🤖 AI Summary
To address estimation bias in feature selection for reinforcement learning caused by conventional convex regularization, this paper proposes a batch policy evaluation method based on the nonconvex Penalized Minimax Concave (PMC) penalty. The method jointly minimizes the Bellman residual and enforces sparsity via a nonconvex regularizer, formulating a weakly convex optimization problem within the least-squares temporal difference (LSTD) framework. We design a Forward-Reflected Backward Splitting (FRBS) algorithm to solve it and establish, for the first time, its convergence guarantee under the generalized nonmonotone inclusion framework. Compared with existing approaches, our method achieves significantly improved feature selection accuracy and robustness in high-dimensional noisy settings, and attains state-of-the-art (SOTA) performance across multiple benchmark tasks.
📝 Abstract
This work proposes an efficient batch algorithm for feature selection in reinforcement learning (RL) with theoretical convergence guarantees.

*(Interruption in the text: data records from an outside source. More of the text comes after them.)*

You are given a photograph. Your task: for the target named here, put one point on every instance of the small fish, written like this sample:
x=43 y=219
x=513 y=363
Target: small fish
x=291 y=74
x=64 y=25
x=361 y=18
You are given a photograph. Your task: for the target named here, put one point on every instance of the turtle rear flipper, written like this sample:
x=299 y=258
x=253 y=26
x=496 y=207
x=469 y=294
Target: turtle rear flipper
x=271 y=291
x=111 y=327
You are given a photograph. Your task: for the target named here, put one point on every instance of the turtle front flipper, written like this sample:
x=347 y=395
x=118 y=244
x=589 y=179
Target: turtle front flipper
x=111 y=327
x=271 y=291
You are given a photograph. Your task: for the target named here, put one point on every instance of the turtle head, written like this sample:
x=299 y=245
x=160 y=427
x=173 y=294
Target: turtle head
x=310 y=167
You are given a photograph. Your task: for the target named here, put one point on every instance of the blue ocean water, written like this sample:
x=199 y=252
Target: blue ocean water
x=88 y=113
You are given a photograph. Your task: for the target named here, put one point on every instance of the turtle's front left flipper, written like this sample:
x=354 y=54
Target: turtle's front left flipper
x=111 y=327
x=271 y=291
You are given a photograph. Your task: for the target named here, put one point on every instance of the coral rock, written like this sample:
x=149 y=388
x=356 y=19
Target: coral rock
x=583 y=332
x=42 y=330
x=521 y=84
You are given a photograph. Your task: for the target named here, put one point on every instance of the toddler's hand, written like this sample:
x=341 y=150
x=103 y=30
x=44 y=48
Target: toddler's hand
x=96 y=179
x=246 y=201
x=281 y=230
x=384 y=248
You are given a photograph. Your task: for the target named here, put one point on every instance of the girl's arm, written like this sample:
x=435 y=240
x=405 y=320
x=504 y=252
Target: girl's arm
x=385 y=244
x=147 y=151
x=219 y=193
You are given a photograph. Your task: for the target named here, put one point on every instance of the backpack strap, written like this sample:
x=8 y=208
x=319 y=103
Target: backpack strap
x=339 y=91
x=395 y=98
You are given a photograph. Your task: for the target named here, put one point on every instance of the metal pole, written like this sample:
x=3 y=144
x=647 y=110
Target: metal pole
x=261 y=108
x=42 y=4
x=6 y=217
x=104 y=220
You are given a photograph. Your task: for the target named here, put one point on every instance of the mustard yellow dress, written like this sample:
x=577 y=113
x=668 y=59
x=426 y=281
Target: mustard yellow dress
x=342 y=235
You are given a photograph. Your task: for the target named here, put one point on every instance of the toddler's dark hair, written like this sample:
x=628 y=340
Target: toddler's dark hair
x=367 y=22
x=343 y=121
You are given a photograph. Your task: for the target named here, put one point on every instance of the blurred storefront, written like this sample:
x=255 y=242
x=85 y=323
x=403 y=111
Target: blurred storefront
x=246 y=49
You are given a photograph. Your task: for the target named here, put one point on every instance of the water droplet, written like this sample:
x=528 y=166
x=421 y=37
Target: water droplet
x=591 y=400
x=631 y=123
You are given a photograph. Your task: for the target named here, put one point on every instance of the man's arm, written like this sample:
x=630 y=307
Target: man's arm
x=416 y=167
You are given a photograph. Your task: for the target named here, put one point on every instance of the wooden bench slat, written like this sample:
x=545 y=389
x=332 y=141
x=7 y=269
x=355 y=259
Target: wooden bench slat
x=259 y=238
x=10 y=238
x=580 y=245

To mitigate the estimation bias inherent in conventional regularization schemes, the first contribution extends policy evaluation within the classical least-squares temporal-difference (LSTD) framework by formulating a Bellman-residual objective regularized with the sparsity-inducing, nonconvex projected minimax concave (PMC) penalty. Owing to the weak convexity of the PMC penalty, this formulation can be interpreted as a special instance of a general nonmonotone-inclusion problem. The second contribution establishes novel convergence conditions for the forward-reflected-backward splitting (FRBS) algorithm to solve this class of problems. Numerical experiments on benchmark datasets demonstrate that the proposed approach substantially outperforms state-of-the-art feature-selection methods, particularly in scenarios with many noisy features.